Nurses who participate in the program conduct projects around their whole practice in order to apply evidence-based practice and show how doing so improves patient care, says Bradley.

Among the very recent projects is one from a clinical transplant research nurse at Baylor Research Institute, which developed a low-health literacy education module that used pictures to help patients with cirrhosis of the liver better understand their condition.

A survey of patients showed that more than 40% of them showed improved health literacy after viewing the visual aids, which used pictures like a wine bottle marked with an "X" over it to tell patients to avoid drinking, reports Dallas/Fort Worth Healthcare Daily.

"It's about evidence-based practice," says Bradley. "Using current knowledge and current research and helping us modify our practices."

According to the Baylor website, the ASPIRE program "empowers our nurses to continue to develop expertise in caring for specific patient populations in a track of their choice." After getting approval for their projects—which range from decreasing patient falls, to decreasing urinary tract infections, to improving the continuum of care and patient handoffs from OR to ICU—nurses have up to a year to implement and complete them, applying research and learning to their real-world work.

Participants then must create and submit a portfolio with evidence of their work and submit it to a panel for review based on established criteria for each level of the program. Successful completion of the project qualifies nurses for the bonus.

Participating in ASPIRE, however, doesn't need to end at a single project for nurses. The program has several levels, each of which qualifies participants for different size bonuses. For example, the nurse colleague-level award provides a small bonus for successful completion, whereas the nurse mentor- and nurse leader-levels award more, according to the program's website.

Bradley says ASPIRE has also added supervisor levels, based on staff feedback. Also, there are criteria for participating in each of the levels. For example, to be at the leader level, a nurse must have a baccalaureate in nursing and be certified in a certain specialty, Bradley says.

Despite the promises of a bonus, Bradley insists that the cash isn't the primary reason nurses participate in the ASPIRE program. She says doing so helps them develop professionally, gain leadership skills, advance within the organization, and most importantly, improve patient outcomes. Many nurses who've successfully completed projects have moved into nurse manager roles.
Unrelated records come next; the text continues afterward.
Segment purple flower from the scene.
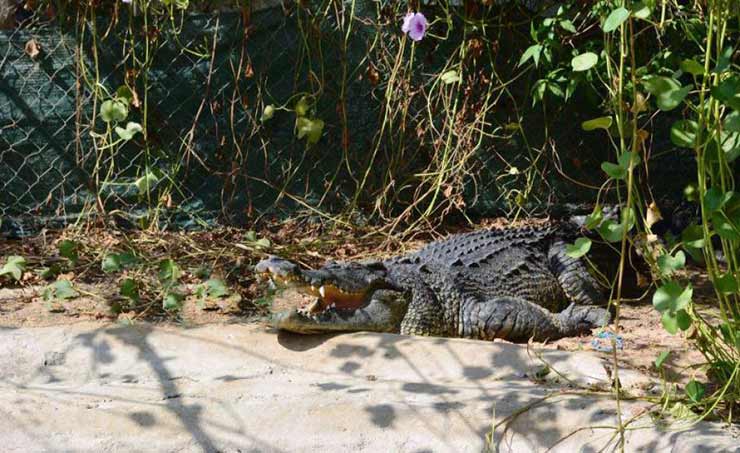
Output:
[401,13,427,41]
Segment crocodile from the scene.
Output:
[255,221,611,342]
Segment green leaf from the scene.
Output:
[119,278,139,302]
[599,219,624,242]
[632,2,652,20]
[655,351,671,369]
[100,99,128,123]
[602,7,630,33]
[724,111,740,132]
[518,44,542,66]
[565,238,591,258]
[162,291,185,311]
[570,52,599,72]
[100,252,139,274]
[260,104,275,123]
[671,120,699,148]
[57,239,79,264]
[642,76,681,96]
[115,121,144,141]
[439,69,460,85]
[295,117,324,145]
[116,85,134,105]
[704,187,733,213]
[681,59,704,76]
[658,250,686,277]
[601,162,627,179]
[100,253,123,274]
[43,280,80,302]
[134,171,159,195]
[159,258,182,285]
[586,206,604,230]
[653,281,694,313]
[686,379,706,403]
[581,116,613,131]
[657,85,691,112]
[558,19,577,33]
[0,255,26,281]
[714,272,740,294]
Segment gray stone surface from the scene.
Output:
[0,323,738,453]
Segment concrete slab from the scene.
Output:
[0,323,740,453]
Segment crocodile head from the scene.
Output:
[255,257,408,333]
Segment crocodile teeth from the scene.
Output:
[306,299,321,314]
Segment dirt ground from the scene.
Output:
[0,219,712,382]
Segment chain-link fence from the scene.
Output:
[0,0,691,235]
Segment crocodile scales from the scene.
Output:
[255,222,610,342]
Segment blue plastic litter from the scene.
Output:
[591,331,624,352]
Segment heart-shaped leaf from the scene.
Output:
[295,96,308,116]
[205,278,230,297]
[565,238,591,258]
[115,121,143,141]
[632,2,652,20]
[653,281,694,313]
[704,187,733,213]
[0,255,26,281]
[656,85,691,112]
[260,104,275,123]
[602,7,630,33]
[100,99,128,123]
[570,52,599,72]
[57,239,79,264]
[686,379,706,403]
[671,120,699,148]
[517,44,542,66]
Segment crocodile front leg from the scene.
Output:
[458,297,610,342]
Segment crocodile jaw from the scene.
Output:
[271,290,408,334]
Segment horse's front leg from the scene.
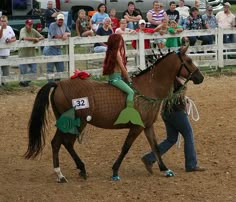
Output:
[112,126,143,181]
[144,125,174,177]
[51,130,67,183]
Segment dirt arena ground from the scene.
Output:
[0,76,236,202]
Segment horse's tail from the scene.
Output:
[24,83,57,159]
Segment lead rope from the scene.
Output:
[176,96,200,148]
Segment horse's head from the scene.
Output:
[177,46,204,84]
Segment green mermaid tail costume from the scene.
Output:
[109,72,144,127]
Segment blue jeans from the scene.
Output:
[144,111,197,169]
[223,34,233,43]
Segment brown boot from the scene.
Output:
[141,156,153,174]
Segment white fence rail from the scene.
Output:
[0,29,236,85]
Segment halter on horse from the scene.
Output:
[25,47,204,182]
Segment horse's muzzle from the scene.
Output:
[191,69,204,84]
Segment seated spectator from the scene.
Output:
[216,2,235,43]
[94,17,113,53]
[166,20,183,48]
[110,8,120,33]
[44,1,61,27]
[155,18,168,49]
[131,20,157,49]
[184,7,213,46]
[166,1,179,22]
[131,20,160,62]
[19,19,44,87]
[90,3,109,32]
[175,0,189,26]
[0,15,16,85]
[43,14,71,82]
[194,0,200,10]
[147,1,168,28]
[122,1,142,30]
[202,6,218,41]
[202,6,218,29]
[75,9,93,37]
[115,19,136,34]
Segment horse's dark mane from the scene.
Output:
[131,52,174,77]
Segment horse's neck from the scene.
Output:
[134,54,180,98]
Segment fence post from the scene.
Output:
[218,28,224,69]
[138,32,146,69]
[68,37,75,76]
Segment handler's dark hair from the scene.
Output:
[97,3,107,12]
[128,1,135,6]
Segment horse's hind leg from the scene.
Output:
[51,130,67,183]
[63,131,87,179]
[112,126,143,181]
[144,126,174,177]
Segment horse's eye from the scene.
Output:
[187,58,193,64]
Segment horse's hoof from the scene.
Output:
[165,169,175,177]
[111,175,120,181]
[57,177,68,183]
[79,172,87,180]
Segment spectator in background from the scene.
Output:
[131,19,158,62]
[44,1,61,27]
[184,7,213,46]
[110,8,120,32]
[202,6,218,29]
[115,19,136,34]
[19,19,44,87]
[166,20,183,48]
[122,1,142,29]
[94,17,113,53]
[90,3,109,32]
[166,1,179,23]
[194,0,200,10]
[216,2,235,43]
[147,1,167,28]
[202,6,218,43]
[43,13,71,82]
[0,15,16,85]
[75,9,93,37]
[175,0,189,26]
[155,18,168,53]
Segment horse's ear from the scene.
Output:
[180,44,189,55]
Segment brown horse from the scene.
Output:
[25,47,204,182]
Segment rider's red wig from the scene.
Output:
[103,34,126,75]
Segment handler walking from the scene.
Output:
[141,80,205,174]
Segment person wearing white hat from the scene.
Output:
[216,2,235,43]
[43,13,71,82]
[44,1,61,27]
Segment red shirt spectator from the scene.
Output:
[131,20,157,49]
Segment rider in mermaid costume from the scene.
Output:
[103,34,144,127]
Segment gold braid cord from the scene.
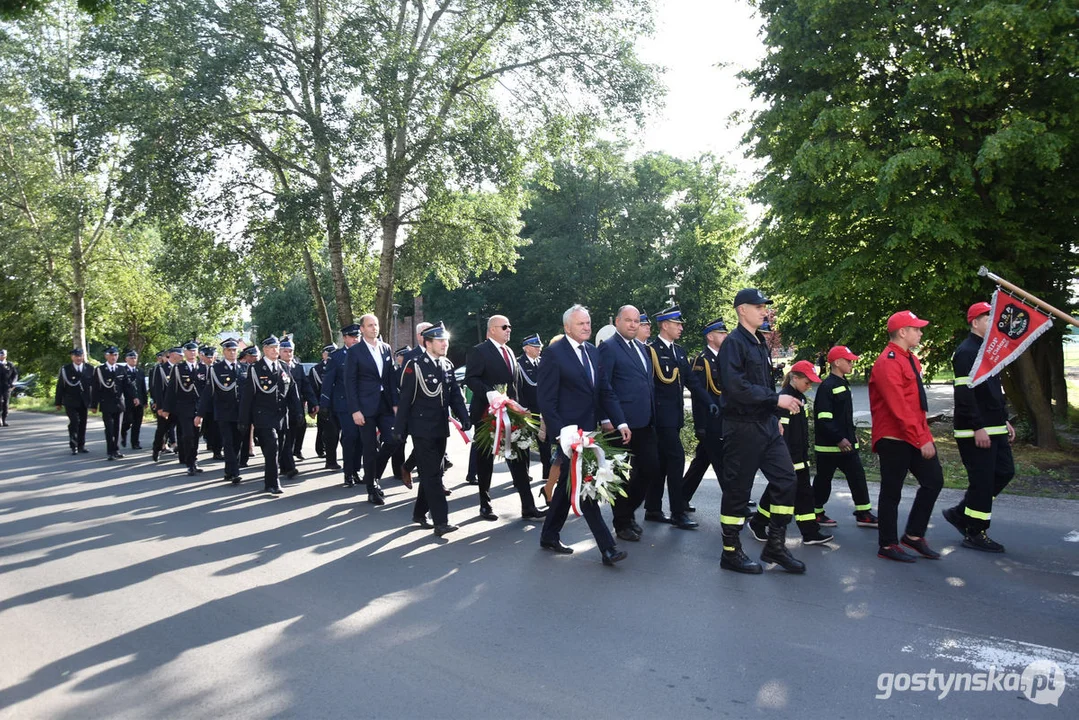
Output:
[648,345,678,385]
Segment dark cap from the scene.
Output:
[735,287,771,308]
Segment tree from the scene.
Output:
[742,0,1079,446]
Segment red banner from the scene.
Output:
[970,287,1053,386]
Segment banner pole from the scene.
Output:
[978,266,1079,327]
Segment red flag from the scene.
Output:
[970,287,1053,388]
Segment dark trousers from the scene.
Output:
[101,410,123,458]
[955,435,1015,533]
[327,412,364,476]
[812,450,873,513]
[876,439,944,547]
[612,426,660,530]
[255,427,281,490]
[720,418,797,534]
[682,431,723,505]
[540,448,614,551]
[412,436,450,525]
[120,405,145,448]
[756,467,820,536]
[64,406,86,450]
[644,427,685,515]
[473,444,536,513]
[217,420,241,479]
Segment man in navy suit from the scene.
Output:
[465,315,546,520]
[598,305,659,542]
[538,305,632,565]
[344,314,397,505]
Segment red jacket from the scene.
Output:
[870,342,933,452]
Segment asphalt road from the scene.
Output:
[0,412,1079,720]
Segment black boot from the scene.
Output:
[720,526,764,575]
[761,517,806,572]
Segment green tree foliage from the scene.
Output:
[424,144,745,362]
[743,0,1079,445]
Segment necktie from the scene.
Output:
[906,353,929,412]
[577,343,596,384]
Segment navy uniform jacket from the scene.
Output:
[952,332,1008,437]
[53,363,94,410]
[393,352,472,437]
[164,361,206,418]
[720,325,779,422]
[692,345,723,435]
[199,359,245,422]
[643,336,712,427]
[344,339,397,416]
[240,357,299,429]
[91,364,132,412]
[597,332,656,427]
[318,348,349,415]
[465,340,522,425]
[537,338,620,443]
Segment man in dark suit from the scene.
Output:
[344,314,397,505]
[120,350,147,450]
[53,348,94,454]
[598,305,659,542]
[393,323,472,538]
[318,324,361,488]
[465,315,546,520]
[538,305,632,565]
[195,340,246,485]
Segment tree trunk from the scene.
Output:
[301,241,332,345]
[1014,352,1060,450]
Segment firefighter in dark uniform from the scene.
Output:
[150,348,183,462]
[240,335,299,495]
[749,361,832,545]
[719,288,805,574]
[812,345,877,528]
[308,342,341,470]
[393,322,472,538]
[120,350,148,450]
[944,302,1015,553]
[195,339,245,485]
[644,305,720,530]
[53,348,94,454]
[163,342,206,476]
[682,317,728,513]
[517,334,550,481]
[90,345,132,460]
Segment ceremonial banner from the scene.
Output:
[969,288,1053,388]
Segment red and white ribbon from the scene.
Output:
[558,425,606,517]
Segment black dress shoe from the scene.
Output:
[600,545,628,565]
[540,540,573,555]
[671,513,700,530]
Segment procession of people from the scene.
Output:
[10,288,1014,574]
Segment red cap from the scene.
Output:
[828,345,858,363]
[791,361,820,382]
[967,302,993,323]
[888,310,929,332]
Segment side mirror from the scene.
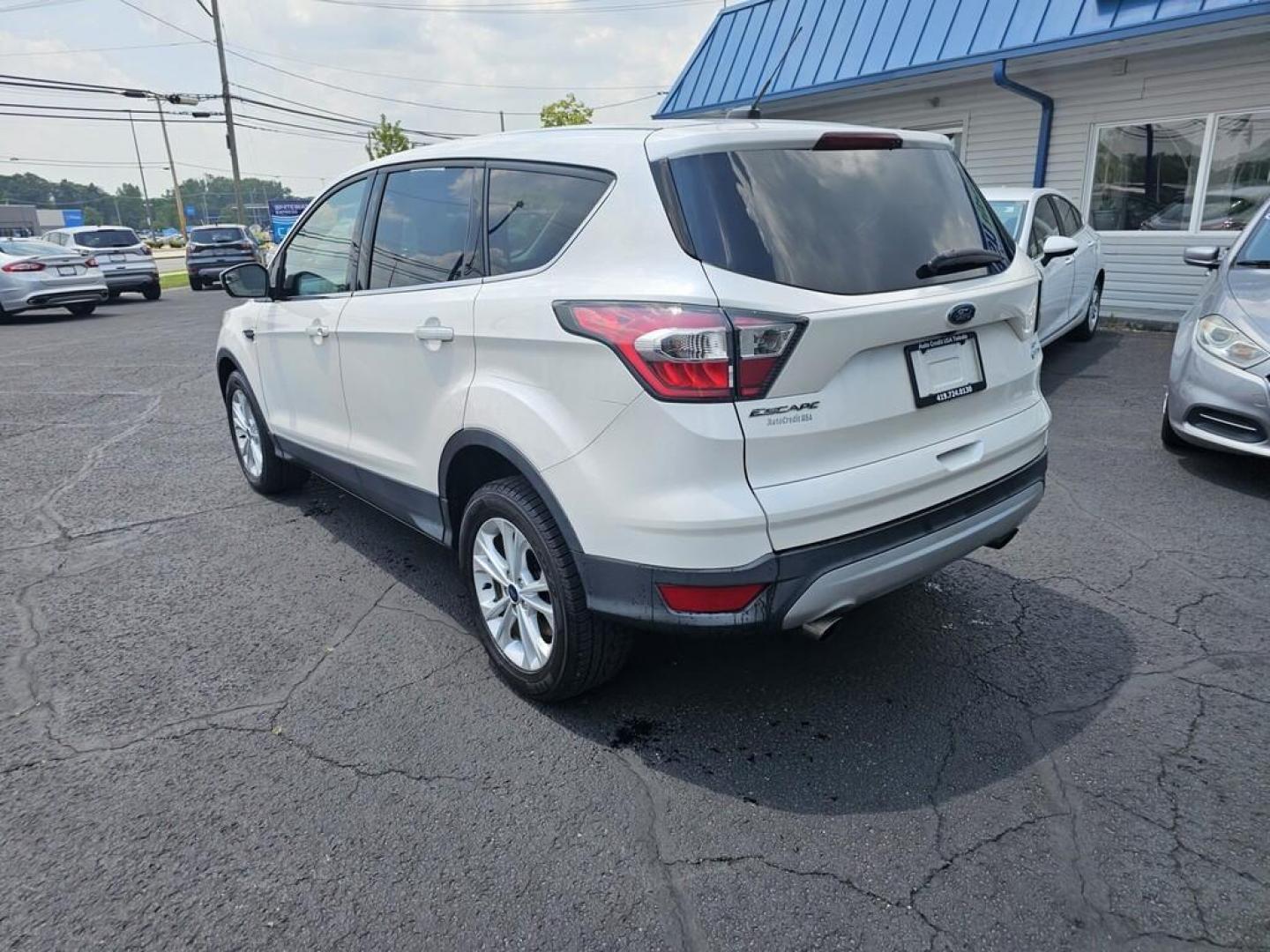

"They're demonstrating that nursing makes a difference," Bradley says.

Developing leadership skills is also critical to the program's success, both for nurses and the organization. Bradley says participants learn that in order to really make a difference and influence other nurses to change their behaviors and implement better practices, they need to have data to back up those changes.

The program provides nurses with the tools to create a plan for change, helps them identify the resources they need to implement their project, and enables them to build and influence their networks.

"Leadership comes from being able to use information and being able to disseminate that information," Bradley says. "To be a leader... you have to have data and make decisions based on it."

Alexandra Wilson Pecci is an editor for HealthLeaders.